Ils s’inquiètent bien plus pour eux-mêmes que de la guerre en Ukraine.
Les Français apprécient d’être étonnés par ce qui se passe ailleurs que chez eux, se prenant en quelque sorte pour le centre du monde civilisé. La guerre en Ukraine met cependant une terrible claque à ce regard hautain sur les choses, parce qu’elle n’est pas quelque chose qu’on peut gommer, mettre de côté. C’est précisément cela qui met les Français en rage. On les dérange. Que la Russie envahisse l’Ukraine, les Français trouvent cela mal ou lointain, et dans tous les cas lointain.
Et ce qui les trouble le plus, c’est la remise en cause d’un ordre international pacifié depuis trente ans dans ses grandes lignes du point de vue des pays capitalistes occidentaux…
Comment pourrait-il en être autrement ? La société française est passée à la lessiveuse capitaliste depuis 1991, avec une destruction systématique de toutes les forces se revendiquant du Socialisme, remplacés opportunément par des tenants turbocapitalistes des changements « sociétaux ». L’individualisme règne en maître, s’appuyant sur un capitalisme en expansion, tant matériellement grâce à la Chine servant d’usine que qualitativement avec l’ouverture innombrable de nouveaux marchés (outils technologiques au quotidien, plats livrés, alimentation livrée, commandes sur Amazon, séries sur des chaînes dédiées, etc.). Consommer est plus facile, plus rapide, plus systématique.
La guerre en Ukraine apparaît comme un grand trouble dans cette paix capitaliste. C’est cela qui perturbe les gens. Cela ne veut pas dire qu’il n’y ait pas l’exigence démocratique du refus de la guerre. Encore faut-il pourtant que cette exigence s’arrache à l’aliénation et l’exploitation du capitalisme moderne, et ça, ce n’est pas gagné. Car le capitalisme a une réponse systématique dans tous les pays capitalistes occidentaux : la Russie est la seule force qui joue le rôle de trouble-fête dans cette histoire, sans la Russie tout serait comme avant, le capitalisme n’a rien à voir avec ce qui relève d’un aventurisme russe délirant.
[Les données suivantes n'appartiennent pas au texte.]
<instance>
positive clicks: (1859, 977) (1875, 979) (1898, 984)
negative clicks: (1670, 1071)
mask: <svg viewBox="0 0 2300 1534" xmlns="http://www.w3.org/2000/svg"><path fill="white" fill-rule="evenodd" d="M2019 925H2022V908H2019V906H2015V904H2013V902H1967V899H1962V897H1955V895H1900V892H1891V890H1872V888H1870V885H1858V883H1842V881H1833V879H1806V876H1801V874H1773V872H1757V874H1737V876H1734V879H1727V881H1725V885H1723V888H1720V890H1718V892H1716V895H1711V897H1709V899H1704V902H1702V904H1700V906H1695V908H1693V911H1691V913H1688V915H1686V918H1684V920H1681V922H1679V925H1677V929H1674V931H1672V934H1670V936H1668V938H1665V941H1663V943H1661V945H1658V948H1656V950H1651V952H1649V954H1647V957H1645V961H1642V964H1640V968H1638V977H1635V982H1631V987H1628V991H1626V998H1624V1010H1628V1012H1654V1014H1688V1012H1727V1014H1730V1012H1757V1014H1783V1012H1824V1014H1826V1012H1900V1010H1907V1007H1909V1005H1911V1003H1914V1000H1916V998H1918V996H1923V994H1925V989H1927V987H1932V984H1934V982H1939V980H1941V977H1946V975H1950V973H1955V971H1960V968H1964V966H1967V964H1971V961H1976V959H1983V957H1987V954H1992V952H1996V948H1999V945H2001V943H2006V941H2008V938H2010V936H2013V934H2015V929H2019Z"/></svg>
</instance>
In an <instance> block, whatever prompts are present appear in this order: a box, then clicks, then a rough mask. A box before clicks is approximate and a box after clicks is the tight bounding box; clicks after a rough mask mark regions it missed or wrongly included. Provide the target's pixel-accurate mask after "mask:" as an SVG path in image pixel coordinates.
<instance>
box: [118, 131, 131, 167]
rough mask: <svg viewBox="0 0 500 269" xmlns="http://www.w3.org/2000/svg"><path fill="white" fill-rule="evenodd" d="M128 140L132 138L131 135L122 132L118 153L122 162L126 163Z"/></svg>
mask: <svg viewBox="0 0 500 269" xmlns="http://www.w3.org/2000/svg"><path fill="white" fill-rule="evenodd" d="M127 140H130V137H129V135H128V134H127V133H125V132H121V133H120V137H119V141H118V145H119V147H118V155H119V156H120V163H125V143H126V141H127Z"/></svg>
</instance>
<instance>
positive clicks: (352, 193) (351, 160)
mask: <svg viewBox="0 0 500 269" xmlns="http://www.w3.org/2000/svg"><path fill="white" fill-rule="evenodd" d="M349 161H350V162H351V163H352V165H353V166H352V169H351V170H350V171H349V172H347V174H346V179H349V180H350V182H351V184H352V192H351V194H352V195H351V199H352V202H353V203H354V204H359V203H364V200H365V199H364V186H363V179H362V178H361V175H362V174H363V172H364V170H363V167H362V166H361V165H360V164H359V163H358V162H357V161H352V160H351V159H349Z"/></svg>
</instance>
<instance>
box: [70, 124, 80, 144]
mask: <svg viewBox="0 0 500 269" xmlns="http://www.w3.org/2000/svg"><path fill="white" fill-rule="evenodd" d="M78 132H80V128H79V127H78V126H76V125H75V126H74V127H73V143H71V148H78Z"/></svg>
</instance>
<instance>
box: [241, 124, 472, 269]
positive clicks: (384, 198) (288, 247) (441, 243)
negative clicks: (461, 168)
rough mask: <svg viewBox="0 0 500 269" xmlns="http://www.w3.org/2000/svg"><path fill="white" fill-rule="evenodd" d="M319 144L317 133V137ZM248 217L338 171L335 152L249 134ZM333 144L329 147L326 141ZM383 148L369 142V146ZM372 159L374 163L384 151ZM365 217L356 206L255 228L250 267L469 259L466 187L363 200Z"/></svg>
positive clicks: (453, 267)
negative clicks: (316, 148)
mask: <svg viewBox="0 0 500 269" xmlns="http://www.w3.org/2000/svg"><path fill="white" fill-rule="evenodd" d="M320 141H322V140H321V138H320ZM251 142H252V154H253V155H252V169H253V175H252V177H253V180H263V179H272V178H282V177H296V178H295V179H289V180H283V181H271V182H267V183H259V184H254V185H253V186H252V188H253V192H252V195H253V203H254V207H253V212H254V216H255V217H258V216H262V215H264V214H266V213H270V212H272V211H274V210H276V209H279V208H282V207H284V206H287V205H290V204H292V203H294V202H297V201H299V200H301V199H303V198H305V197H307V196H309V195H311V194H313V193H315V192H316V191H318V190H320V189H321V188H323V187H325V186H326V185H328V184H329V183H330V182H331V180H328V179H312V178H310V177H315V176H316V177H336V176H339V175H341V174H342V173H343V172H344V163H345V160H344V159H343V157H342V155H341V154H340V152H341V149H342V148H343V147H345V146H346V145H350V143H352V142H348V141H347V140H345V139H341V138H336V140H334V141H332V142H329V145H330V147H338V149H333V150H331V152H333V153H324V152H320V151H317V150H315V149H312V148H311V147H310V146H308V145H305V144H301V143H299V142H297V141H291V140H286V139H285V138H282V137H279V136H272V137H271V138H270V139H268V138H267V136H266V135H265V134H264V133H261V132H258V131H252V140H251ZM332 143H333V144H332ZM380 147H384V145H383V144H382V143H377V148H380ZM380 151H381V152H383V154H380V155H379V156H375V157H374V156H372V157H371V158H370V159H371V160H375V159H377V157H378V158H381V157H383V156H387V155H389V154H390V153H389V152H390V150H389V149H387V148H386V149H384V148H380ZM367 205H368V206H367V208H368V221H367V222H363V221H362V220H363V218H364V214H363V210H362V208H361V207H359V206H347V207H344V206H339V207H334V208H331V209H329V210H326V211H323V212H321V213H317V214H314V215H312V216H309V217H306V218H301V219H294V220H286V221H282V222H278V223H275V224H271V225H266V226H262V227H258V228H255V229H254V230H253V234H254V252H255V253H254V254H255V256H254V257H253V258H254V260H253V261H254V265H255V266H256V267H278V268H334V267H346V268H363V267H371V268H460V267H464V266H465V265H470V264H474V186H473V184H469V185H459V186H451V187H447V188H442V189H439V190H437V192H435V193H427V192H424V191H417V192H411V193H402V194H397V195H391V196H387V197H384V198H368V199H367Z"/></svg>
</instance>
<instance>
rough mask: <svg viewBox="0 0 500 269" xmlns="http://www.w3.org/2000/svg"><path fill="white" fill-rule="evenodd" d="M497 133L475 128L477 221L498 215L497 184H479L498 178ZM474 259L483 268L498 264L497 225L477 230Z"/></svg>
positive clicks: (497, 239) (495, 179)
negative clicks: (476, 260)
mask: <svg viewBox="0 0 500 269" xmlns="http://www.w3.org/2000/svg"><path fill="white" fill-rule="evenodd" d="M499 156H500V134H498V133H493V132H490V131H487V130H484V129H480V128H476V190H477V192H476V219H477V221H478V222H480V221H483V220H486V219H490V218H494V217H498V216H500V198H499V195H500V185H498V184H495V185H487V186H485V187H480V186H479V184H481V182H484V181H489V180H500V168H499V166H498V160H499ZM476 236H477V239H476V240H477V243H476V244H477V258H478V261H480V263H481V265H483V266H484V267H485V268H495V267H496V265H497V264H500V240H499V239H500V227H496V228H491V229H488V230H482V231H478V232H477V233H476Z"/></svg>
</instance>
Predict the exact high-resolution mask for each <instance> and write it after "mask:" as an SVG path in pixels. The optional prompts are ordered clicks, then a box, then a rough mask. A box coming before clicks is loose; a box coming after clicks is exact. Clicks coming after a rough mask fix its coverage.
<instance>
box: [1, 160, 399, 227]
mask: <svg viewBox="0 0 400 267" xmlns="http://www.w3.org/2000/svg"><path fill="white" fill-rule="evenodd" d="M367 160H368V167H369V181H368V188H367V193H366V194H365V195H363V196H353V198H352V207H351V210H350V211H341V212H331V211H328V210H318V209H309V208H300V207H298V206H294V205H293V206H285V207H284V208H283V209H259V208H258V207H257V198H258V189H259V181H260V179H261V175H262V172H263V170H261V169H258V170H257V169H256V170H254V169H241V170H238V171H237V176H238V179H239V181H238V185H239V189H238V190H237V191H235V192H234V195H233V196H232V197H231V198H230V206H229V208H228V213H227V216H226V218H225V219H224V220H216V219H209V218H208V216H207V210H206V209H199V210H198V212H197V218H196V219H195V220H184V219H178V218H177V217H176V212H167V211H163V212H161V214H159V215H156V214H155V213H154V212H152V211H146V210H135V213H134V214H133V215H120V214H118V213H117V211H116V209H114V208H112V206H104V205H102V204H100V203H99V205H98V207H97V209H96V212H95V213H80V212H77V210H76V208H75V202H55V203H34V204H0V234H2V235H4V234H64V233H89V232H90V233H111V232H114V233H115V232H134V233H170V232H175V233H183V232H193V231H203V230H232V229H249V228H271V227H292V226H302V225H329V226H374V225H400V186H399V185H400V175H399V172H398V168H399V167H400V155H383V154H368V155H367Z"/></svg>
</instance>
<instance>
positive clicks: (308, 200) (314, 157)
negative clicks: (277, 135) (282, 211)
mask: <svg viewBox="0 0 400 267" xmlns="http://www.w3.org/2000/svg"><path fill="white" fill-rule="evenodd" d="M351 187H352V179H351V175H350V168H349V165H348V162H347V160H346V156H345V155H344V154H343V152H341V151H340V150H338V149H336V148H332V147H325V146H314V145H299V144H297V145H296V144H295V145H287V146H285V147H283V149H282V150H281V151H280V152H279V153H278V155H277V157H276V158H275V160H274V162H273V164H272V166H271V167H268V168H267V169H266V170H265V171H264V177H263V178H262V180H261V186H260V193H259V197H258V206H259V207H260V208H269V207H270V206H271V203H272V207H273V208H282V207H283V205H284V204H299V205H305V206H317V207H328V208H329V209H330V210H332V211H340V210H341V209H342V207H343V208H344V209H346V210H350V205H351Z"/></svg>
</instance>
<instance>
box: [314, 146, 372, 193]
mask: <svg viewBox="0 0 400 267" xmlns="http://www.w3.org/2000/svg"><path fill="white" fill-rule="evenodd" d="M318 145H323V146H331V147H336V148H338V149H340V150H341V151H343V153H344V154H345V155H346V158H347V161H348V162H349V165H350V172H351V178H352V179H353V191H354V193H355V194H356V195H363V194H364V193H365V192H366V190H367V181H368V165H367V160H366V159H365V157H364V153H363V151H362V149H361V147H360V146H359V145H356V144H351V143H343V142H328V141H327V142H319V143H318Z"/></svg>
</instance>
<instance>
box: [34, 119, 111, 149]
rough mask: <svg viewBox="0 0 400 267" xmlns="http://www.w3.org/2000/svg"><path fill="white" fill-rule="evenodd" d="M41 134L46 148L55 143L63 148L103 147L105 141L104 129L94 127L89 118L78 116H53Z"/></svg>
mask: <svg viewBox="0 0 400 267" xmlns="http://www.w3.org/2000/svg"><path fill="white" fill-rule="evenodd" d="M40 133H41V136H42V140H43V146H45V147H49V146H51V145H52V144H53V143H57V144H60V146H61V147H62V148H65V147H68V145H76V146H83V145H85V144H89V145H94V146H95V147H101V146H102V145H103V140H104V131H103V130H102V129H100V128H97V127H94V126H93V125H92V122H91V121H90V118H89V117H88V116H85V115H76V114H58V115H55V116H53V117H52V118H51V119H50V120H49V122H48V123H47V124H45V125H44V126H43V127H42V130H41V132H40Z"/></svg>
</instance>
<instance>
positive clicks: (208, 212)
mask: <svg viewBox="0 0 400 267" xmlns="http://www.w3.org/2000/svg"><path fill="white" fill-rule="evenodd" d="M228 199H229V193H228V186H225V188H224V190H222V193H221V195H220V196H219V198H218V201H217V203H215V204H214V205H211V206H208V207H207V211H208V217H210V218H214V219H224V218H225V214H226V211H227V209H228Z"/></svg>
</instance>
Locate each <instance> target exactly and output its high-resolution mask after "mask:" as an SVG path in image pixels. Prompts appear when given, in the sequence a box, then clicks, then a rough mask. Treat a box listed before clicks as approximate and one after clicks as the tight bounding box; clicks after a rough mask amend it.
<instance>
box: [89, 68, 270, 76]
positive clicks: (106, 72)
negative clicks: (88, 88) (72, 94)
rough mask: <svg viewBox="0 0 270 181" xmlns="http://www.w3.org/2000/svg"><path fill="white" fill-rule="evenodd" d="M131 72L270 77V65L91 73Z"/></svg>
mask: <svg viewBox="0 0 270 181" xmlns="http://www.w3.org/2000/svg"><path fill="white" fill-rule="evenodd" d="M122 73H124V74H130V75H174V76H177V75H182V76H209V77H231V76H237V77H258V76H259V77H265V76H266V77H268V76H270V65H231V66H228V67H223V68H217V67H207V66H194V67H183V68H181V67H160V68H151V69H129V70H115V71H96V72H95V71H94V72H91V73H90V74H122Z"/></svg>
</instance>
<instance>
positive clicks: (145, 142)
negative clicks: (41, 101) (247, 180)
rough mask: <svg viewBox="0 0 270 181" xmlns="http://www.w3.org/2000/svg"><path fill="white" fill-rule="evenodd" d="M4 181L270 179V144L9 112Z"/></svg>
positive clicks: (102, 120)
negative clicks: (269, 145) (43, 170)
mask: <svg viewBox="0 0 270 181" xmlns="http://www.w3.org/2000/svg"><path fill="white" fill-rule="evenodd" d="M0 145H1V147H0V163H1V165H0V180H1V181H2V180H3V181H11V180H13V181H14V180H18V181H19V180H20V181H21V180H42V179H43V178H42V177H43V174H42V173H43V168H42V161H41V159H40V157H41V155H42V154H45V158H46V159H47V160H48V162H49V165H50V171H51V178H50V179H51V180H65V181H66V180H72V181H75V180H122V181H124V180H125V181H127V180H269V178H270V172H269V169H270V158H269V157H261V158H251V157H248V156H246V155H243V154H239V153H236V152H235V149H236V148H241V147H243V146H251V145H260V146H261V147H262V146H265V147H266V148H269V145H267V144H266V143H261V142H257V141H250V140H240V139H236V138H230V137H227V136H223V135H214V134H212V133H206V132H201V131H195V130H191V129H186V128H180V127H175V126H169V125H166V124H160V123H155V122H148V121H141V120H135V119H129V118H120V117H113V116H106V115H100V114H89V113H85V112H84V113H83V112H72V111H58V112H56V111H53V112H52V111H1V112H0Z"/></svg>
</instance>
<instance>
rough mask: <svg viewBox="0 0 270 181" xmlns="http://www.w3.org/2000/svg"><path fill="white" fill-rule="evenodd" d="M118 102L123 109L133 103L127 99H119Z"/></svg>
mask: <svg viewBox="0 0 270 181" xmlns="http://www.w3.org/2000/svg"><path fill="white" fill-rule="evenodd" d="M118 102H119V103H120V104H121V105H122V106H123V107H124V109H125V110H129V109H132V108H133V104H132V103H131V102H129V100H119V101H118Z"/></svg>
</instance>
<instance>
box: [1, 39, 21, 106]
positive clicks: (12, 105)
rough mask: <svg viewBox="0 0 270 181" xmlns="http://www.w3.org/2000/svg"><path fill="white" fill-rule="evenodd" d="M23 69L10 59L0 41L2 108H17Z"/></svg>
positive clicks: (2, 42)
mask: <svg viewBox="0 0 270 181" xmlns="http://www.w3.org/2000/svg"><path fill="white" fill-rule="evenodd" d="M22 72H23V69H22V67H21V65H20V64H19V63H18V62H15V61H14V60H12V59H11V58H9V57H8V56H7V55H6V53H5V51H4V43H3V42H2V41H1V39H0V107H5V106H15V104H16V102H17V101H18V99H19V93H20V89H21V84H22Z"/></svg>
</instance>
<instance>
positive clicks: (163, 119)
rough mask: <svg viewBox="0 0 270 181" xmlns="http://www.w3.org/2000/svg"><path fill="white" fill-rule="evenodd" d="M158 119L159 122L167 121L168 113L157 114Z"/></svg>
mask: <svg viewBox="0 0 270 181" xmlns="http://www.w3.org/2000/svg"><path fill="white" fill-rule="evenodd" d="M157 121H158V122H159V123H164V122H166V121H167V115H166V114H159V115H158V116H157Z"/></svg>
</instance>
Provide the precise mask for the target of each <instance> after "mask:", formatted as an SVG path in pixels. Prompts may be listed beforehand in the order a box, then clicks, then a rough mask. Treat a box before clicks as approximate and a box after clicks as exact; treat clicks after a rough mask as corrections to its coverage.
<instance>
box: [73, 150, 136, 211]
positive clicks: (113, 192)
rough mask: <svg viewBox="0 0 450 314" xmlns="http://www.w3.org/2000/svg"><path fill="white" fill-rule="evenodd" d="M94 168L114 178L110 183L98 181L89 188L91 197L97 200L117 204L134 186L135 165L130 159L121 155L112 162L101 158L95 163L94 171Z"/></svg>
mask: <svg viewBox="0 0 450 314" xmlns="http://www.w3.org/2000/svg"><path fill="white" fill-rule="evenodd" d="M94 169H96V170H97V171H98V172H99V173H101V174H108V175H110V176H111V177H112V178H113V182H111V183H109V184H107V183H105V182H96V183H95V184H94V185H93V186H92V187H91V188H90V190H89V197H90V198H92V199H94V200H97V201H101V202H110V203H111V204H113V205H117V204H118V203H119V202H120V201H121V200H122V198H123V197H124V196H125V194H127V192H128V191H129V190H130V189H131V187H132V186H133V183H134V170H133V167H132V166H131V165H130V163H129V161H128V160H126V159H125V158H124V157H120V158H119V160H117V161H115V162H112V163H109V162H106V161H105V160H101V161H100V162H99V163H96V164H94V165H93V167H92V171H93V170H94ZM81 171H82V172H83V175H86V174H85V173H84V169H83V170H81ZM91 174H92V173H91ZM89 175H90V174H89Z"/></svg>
D’où la formule, mille fois répétés en France comme dans tous les pays, du « dans la tête de Vladimir Poutine ». Comme s’il s’agissait d’un tyran qui décide de tout, qui aurait réfléchi tout seul dans son coin à un plan machiavélique pour perturber l’ordre mondial. Emmanuel Macron y est allé de ses petites phrases sur un Vladimir Poutine qui aurait changé, qui ne serait plus le même qu’avant, qui serait désormais crispé, fermé, obsessionnel, etc.
C’est simpliste, d’ailleurs même franchement niais. Cela peut pourtant avoir son effet. En fait, le capitalisme a tellement contaminé la vision du monde des gens que même s’ils cherchent à exprimer un point de vue démocratique, cela est dévié vers une interprétation subjectiviste renforçant la vision générale du monde que prône le capitalisme. La démonisation de Vladimir Poutine reflète très exactement cela. S’opposer à la guerre devient ici… s’opposer à Vladimir Poutine.
Un tel raccourci est inévitable. Cela rappelle que même la guerre en Ukraine ne saurait être un déclencheur d’une élévation instantanée et unilatérale de la conscience sociale. C’est une large bataille idéologique qui va commencer à se mener, avec le Socialisme devant s’affirmer à travers l’effondrement de la civilisation capitaliste, avec des gens qui doivent s’arracher d’eux-mêmes, difficilement, contre leur gré en fait même, au style de vie capitaliste.
Cela va passer par un nombre incommensurable d’erreurs, d’errements, parce que les gens chercheront à consommer leur critique du capitalisme, tellement ils sont façonnés par le capitalisme. Il faut que les gens se forgent dans le collectivisme, c’est un processus douloureux pour qui a accepté le confort individualiste des sociétés capitalistes.
Ainsi, les Français sont stupéfaits par la remise en cause de leur capitalisme pacifié, voilà ce qu’il faut bien comprendre : la guerre a arraché une couche d’aliénation, mais il y a trente ans de déformation qui ont eu lieu par l’expansion du capitalisme, sans compter les décennies du capitalisme auparavant… Le processus va être complexe jusqu’à la conscience humaine se reconnaissant dans le Socialisme. La question étant de savoir à quel rythme va la guerre, si elle va être plus rapide. C’est pour l’instant clairement le cas.